Op 23 december 2024 heeft de Rechtbank Zeeland-West-Brabant, zittingsplaats Middelburg, uitspraak gedaan in een verzoekschrift op grond van artikel 530 van het Wetboek van Strafvordering (Sv). Het verzoek was ingediend door een gewezen verdachte, vertegenwoordigd door zijn advocaat mr. N.A. Koole, en betrof de toekenning van een schadevergoeding ten laste van de Staat.

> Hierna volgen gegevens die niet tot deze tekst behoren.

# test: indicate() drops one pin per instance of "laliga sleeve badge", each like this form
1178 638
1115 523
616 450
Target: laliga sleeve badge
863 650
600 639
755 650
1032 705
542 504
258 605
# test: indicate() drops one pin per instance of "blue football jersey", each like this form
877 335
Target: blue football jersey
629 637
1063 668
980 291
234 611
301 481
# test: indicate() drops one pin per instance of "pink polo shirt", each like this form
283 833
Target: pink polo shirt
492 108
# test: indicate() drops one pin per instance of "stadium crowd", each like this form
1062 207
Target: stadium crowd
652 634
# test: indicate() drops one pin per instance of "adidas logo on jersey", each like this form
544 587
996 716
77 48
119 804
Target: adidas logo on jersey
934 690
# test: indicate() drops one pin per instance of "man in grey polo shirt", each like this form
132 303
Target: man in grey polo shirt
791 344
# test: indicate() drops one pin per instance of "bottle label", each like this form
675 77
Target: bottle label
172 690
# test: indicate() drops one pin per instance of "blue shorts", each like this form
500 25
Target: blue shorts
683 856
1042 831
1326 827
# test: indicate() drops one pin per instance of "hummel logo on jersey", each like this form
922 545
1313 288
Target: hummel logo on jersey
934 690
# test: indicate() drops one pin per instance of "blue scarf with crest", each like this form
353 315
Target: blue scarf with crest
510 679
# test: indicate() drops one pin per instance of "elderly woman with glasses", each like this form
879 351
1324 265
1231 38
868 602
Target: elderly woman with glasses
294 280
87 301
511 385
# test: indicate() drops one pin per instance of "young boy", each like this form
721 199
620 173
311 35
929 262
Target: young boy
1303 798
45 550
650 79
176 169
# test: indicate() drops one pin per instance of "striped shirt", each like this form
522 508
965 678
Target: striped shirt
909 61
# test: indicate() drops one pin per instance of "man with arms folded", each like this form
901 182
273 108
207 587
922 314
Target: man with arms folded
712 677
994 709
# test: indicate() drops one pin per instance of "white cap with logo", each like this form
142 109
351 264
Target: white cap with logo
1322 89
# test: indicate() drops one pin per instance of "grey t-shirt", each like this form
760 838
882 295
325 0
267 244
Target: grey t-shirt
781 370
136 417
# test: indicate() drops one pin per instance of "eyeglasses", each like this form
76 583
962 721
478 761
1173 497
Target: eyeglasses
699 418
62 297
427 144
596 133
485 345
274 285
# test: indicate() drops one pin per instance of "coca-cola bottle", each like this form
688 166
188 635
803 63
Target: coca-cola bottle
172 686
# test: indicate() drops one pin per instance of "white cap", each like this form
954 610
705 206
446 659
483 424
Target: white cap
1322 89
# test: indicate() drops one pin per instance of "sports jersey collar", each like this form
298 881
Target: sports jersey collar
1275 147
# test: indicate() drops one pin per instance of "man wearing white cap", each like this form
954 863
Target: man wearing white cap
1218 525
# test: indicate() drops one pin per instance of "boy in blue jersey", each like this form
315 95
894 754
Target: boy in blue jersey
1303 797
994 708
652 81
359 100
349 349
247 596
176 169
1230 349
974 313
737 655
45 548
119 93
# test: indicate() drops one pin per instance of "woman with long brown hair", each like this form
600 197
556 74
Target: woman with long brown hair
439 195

De verzoeker had op 21 februari 2024 een verzoekschrift ingediend bij de griffie, waarin hij verzocht om een vergoeding van € 2.988,70 voor kosten van rechtsbijstand en € 340,00 als forfaitaire vergoeding voor het opstellen en indienen van het verzoekschrift. De officier van justitie, mr. C.P.G. Tax, heeft tijdens de zitting op 9 december 2024 aangegeven dat het verzoek kan worden toegewezen, en de advocaat van de verzoeker was niet ter zitting aanwezig.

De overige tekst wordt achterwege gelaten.